Can I see the distraction as just a part of a process? Can I not judge it? Can I revel in the dance? 

going to finish that other post now ..

Gratitude Guilt

It is funny how the same feelings emerge and re-emerge over and over again. I've started to recognize that each time I go to write or post a blog, this intense churning feeling arises in my stomach and often keeps me from posting. 

What is even more funny is I teach classes on this idea of "just sitting down to write," and yet I struggle with it regularly. 

And by "funny" I mean ridiculousness in the sense that I need to just get over myself. Life is full of contradictions and I am no exception. 

I created 101 Days of Gratitude originally with the idea that it would help me to post more regularly on social media. It worked the past two years though this year it has fallen away far more than before. I haven't posted in many days, weeks...possibly longer!

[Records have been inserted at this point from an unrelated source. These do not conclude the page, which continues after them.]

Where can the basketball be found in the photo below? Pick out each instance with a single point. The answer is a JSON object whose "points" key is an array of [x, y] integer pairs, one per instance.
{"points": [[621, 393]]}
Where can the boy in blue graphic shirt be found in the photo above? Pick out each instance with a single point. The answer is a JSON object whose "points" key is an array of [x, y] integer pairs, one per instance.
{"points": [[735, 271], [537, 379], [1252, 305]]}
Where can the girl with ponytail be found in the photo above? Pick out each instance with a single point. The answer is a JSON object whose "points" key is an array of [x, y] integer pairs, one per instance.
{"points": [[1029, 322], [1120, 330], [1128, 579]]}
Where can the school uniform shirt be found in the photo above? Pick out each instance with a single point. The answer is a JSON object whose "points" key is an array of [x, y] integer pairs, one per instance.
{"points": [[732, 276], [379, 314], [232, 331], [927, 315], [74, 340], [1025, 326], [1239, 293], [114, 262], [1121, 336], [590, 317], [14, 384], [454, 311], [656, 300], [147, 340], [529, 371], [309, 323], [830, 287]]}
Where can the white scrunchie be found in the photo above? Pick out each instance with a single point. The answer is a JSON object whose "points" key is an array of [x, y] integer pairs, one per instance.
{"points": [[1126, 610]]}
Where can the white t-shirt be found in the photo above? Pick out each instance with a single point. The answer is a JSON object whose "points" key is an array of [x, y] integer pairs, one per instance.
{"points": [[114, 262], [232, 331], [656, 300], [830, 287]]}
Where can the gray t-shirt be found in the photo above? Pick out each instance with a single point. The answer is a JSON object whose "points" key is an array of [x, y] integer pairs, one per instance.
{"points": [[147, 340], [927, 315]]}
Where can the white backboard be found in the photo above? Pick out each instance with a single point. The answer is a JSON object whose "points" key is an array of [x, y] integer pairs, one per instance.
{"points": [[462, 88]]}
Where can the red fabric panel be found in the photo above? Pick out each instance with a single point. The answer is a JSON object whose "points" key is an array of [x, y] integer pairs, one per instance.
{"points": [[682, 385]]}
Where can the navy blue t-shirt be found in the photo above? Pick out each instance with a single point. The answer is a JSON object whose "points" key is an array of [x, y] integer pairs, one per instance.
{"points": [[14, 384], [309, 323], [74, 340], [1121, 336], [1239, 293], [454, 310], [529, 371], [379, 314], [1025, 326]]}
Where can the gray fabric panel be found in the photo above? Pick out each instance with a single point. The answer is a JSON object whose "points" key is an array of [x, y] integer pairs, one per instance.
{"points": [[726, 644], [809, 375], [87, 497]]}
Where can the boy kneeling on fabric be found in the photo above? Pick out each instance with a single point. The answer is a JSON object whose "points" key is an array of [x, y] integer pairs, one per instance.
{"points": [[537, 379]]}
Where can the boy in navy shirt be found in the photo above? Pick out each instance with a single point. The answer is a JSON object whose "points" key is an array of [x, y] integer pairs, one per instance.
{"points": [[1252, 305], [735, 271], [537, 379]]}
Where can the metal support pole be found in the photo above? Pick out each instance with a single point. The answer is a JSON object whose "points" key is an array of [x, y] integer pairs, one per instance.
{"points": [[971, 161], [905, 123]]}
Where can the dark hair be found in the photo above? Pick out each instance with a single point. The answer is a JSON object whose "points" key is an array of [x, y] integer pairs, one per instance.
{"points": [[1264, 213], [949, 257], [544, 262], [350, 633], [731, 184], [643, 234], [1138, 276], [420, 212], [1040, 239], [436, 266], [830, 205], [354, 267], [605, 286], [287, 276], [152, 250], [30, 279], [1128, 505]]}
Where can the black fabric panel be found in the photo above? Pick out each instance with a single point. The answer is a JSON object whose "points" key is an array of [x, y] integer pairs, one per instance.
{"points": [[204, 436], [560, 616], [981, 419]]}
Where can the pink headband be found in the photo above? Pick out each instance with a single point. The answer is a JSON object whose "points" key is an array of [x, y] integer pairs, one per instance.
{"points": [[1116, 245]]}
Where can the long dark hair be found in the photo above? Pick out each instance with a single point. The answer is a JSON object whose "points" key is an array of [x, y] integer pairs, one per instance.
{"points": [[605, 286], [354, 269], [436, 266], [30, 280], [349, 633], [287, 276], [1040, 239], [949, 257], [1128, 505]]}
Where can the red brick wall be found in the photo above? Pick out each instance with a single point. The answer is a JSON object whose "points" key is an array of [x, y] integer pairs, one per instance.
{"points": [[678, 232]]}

It has been so long that when I think about posting, guilt comes over me. I hear some voice in me saying, "You started this project and then abandoned it? How hard can it really be to post everyday? Everyone will think you can not follow through with projects..." and on and on

But then a calmer voice inside, one that seems a little more like it is worth listening to, starts to remind me that I am posting about what I am grateful for. It reminds me that I tell everyone else that "you can't do this project wrong." The voice tells me to just post and post often! Hey, I could post twice a day, who cares! That would at least take care of talking myself out of posting because "maybe there is something better to post about."

Now I am rambling. And feeling a little better. Maybe I will go post after all!